Наконец Тана, точно освободилась от невидимых пут, тихо подошла к Узаку, запустила пальцы в его густую шевелюру и начала расчесывать его спутанные волосы. Потом она обняла голову мужа, прижала к груди. Узак вздохнул, точно проснулся, и притянул Тану к себе. Ему показалось, что он слышит стук двух сердец: ее и маленького. Но бились они, оба сердца, одним ритмом.
Узак поднял голову, заглянул в глаза жены, улыбнулся ей. Она ответила нежной улыбкой, и на него вдруг обрушилась волна огромного, безмерного счастья. Тана прочла это в его глазах, застыдилась, покраснела и, смущенно смеясь, закрыла его лицо ладонями.
— Не смотри так. Мне стыдно, — прошептала она, едва касаясь горячими губами его уха.
Лаская его, она всегда говорила шепотом, точно стеснялась своих слов.
— Ой, ты же голодный! Сейчас приготовлю поесть! — вспомнила Тана.
Узак засмеялся, покачал головой, удерживая Тану. Он забыл и об уходе из дома, и о недавней горечи. Все это смыло нахлынувшим счастьем.

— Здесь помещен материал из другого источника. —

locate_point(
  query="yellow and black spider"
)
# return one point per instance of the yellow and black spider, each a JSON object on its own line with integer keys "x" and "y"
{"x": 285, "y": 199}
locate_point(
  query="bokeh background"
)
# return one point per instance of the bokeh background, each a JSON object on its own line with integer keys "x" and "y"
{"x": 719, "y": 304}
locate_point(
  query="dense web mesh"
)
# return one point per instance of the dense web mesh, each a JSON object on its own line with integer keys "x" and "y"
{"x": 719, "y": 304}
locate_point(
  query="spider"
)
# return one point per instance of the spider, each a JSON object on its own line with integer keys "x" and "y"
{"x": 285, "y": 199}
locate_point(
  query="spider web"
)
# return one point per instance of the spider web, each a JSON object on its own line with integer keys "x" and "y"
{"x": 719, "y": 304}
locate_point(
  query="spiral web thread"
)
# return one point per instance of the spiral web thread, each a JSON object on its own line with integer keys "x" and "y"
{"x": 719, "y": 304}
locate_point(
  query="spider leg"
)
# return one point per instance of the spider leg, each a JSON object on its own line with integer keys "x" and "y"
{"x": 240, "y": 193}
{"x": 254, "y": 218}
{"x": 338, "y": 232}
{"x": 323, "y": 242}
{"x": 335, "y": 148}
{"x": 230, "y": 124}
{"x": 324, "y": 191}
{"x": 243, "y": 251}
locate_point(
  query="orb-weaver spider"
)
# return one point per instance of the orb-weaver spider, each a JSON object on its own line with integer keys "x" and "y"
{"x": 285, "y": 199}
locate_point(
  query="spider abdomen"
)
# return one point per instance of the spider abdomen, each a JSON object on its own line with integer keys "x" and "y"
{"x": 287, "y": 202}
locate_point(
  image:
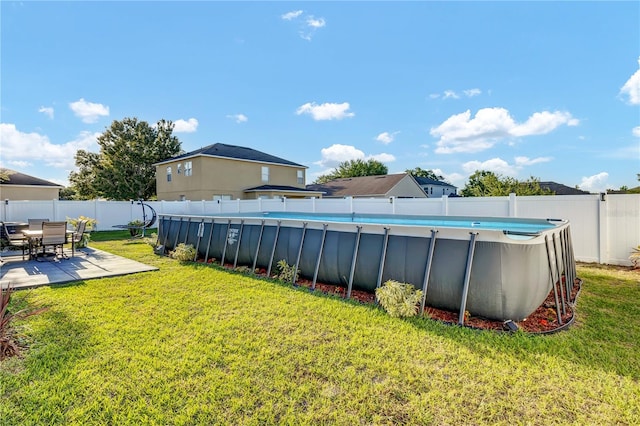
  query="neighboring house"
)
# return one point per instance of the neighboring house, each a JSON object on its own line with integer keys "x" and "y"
{"x": 401, "y": 185}
{"x": 19, "y": 186}
{"x": 560, "y": 189}
{"x": 229, "y": 172}
{"x": 436, "y": 188}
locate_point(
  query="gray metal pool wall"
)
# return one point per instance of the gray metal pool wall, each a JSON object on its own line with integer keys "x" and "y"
{"x": 485, "y": 272}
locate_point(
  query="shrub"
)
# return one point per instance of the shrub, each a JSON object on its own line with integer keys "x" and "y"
{"x": 86, "y": 236}
{"x": 399, "y": 299}
{"x": 183, "y": 252}
{"x": 152, "y": 240}
{"x": 287, "y": 272}
{"x": 8, "y": 345}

Он нежно взял ее ладонь, поднес к своему лицу. Только подумать, во что превратились руки его жены всего лишь за один год! Когда-то тонкие нежные пальчики Таны теперь потрескались, покрылись мозолями, отекли.
Тана испугалась, виновато сказала:
— Сама не знаю, отчего руки стали такими?
Она высвободилась из его объятий, ушла в переднюю, и он услышал, как она там разжигает примус, гремит сковородкой. Потом в комнату вкрадчиво вполз аромат тающего сала, к нему добавился кружащий голову запах жареного мяса.
«Ну, вот и началась наша самостоятельная жизнь», — сказал себе Узак.
Он обвел хозяйским глазом стены, наскоро побеленные женой Жаппаса. Жидкий раствор голубоватой извести не смог скрыть трещины, разбежавшиеся по стенам, точно паутина. Потолок прогнулся под тяжестью времен, перекрытия выступали, словно ребра. Штукатурка местами обвалилась, и потолок походил на шкуру плешивой лошади. От потолка к полу бежали желтые следы потеков. Видать, в дождливую погоду под этой крышей было не очень-то весело. И все это венчал гнилой запах брошенного жилья, крепко обосновавшийся в доме.
— Узак, иди мыть руки! — позвала Тана.
Потом они расстелили на чемодане скатерть и принялись за еду, и еще никогда обед не казался Узаку таким вкусным.
— Ты теперь далеко не уезжай, — сказала Тана, — одна я боюсь.
— Никуда я не поеду, — успокоил ее Узак, уплетая мясо. — Председатель обещал не посылать в дальние рейсы. Пока ты не родишь. — Он соскреб ложкой по дну алюминиевой миски и заключил:- Вкусно, никогда еще такое не ел.
— Видать, мало я приготовила. Ты совсем не наелся.
— Да что ты! Я сыт! Вот так наелся. — И он провел ребром ладони по горлу.
— Тогда на ужин я сварю побольше.
— Куда же еще ужинать?! Уж лучше отдохни. Небось устала за день. Давай-ка сегодня ляжем пораньше.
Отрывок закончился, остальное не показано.